Cambridge Science Centre engineers innovation without frontiers

CambridgeScienceCentre

Families bold enough to set aside the suntan lotion and barbecue briquettes this summer have been handed the chance to trample down innovation frontiers in a test of extreme engineering at a Cambridge UK science & technology hub.

Cambridge Science Centre has joined forces with the Department of Engineering at Cambridge University to challenge families to build and test their own ideas.

Visitors to the Extreme Engineering exhibition, which opens to the public at the science centre (18 Jesus Lane, Cambridge) on July 24 will receive plenty of stimulation to trigger their inspiration.

They will get to discover how we build the world’s tallest and strongest buildings, how shrinking electronics is radically changing our lives, and how to go really fast (and slow things back down – including bullets!).

The science of speed, construction and miniaturisation will be explored through brand new hands-on exhibits, amazing objects and lively science shows.

The centre has worked closely with research groups within the Department of Engineering to bring this exhibition to life.
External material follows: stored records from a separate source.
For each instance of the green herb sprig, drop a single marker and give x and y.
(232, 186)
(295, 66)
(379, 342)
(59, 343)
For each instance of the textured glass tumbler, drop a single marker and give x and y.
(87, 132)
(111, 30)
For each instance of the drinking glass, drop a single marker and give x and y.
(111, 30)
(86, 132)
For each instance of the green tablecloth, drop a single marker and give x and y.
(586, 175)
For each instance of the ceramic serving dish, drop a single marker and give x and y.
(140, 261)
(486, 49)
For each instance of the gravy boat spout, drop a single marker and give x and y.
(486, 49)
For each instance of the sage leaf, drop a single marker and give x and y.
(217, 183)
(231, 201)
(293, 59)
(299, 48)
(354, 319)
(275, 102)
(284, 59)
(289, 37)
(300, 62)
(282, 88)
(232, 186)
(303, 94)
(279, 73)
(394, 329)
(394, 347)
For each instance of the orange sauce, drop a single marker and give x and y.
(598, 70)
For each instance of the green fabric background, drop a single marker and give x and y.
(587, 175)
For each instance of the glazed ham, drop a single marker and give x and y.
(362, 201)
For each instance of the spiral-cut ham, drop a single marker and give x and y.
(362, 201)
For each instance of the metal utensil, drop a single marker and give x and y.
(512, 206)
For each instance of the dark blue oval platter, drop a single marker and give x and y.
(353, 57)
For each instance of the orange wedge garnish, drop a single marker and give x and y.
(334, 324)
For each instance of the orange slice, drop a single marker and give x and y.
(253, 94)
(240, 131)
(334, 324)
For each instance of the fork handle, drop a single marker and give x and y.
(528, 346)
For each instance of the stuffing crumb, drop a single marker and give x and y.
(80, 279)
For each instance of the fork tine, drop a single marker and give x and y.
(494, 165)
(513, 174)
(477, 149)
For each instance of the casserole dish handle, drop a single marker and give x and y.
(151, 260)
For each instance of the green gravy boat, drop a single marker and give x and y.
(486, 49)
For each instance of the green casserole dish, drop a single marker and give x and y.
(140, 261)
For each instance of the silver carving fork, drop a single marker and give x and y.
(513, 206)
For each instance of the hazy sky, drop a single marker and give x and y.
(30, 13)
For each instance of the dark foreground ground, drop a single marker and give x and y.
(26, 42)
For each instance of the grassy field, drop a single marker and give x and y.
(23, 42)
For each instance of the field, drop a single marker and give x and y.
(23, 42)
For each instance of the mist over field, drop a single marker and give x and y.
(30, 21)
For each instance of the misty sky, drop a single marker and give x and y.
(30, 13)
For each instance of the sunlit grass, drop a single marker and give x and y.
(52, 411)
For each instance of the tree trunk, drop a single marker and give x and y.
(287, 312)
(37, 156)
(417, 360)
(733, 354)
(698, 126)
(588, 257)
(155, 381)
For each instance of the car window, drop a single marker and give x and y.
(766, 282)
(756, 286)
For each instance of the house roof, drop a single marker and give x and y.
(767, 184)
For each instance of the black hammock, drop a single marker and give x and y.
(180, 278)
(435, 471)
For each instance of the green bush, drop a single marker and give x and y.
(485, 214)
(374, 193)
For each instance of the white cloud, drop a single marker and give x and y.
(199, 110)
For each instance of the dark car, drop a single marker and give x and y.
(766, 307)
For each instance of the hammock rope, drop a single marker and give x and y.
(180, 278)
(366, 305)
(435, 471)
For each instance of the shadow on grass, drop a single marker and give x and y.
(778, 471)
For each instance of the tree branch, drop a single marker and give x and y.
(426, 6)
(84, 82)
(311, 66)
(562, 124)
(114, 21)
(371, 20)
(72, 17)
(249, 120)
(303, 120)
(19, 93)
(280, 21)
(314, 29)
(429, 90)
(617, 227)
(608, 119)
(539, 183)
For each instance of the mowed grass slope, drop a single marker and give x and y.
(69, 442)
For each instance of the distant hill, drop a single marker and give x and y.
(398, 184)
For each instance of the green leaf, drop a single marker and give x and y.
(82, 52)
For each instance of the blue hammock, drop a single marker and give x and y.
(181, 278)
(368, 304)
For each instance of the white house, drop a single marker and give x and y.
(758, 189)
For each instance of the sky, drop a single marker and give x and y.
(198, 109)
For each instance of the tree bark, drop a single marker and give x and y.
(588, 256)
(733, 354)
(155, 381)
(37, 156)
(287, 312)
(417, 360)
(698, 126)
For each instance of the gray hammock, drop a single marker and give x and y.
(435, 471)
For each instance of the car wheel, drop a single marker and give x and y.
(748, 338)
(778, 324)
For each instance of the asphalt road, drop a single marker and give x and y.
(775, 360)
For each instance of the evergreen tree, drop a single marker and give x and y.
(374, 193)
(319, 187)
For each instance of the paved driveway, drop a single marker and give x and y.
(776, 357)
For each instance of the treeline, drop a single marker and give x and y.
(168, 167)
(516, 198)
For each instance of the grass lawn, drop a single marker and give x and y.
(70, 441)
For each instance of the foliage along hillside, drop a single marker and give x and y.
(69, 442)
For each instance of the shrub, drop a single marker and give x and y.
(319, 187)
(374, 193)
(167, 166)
The summer programme will be packed with opportunities for the public to meet research engineers in Cambridge and get a feel for the projects they are working on.

Professor Dame Ann Dowling, head of the Department, said: “The Department of Engineering has really enjoyed working alongside the Cambridge Science Centre on this exhibition. Showcasing the incredible scope of engineering through exhibitions like this is a great way to capture the interest of young people.”

Since opening last year, the science centre has had nearly 40,000 visitors. The ‘Extreme Engineering’ exhibition is a major update to the exhibition floor and it will offer a great experience to new and repeat visitors alike. This exhibition and its event programme is sponsored by ARM, MathWorks and Microsoft Research.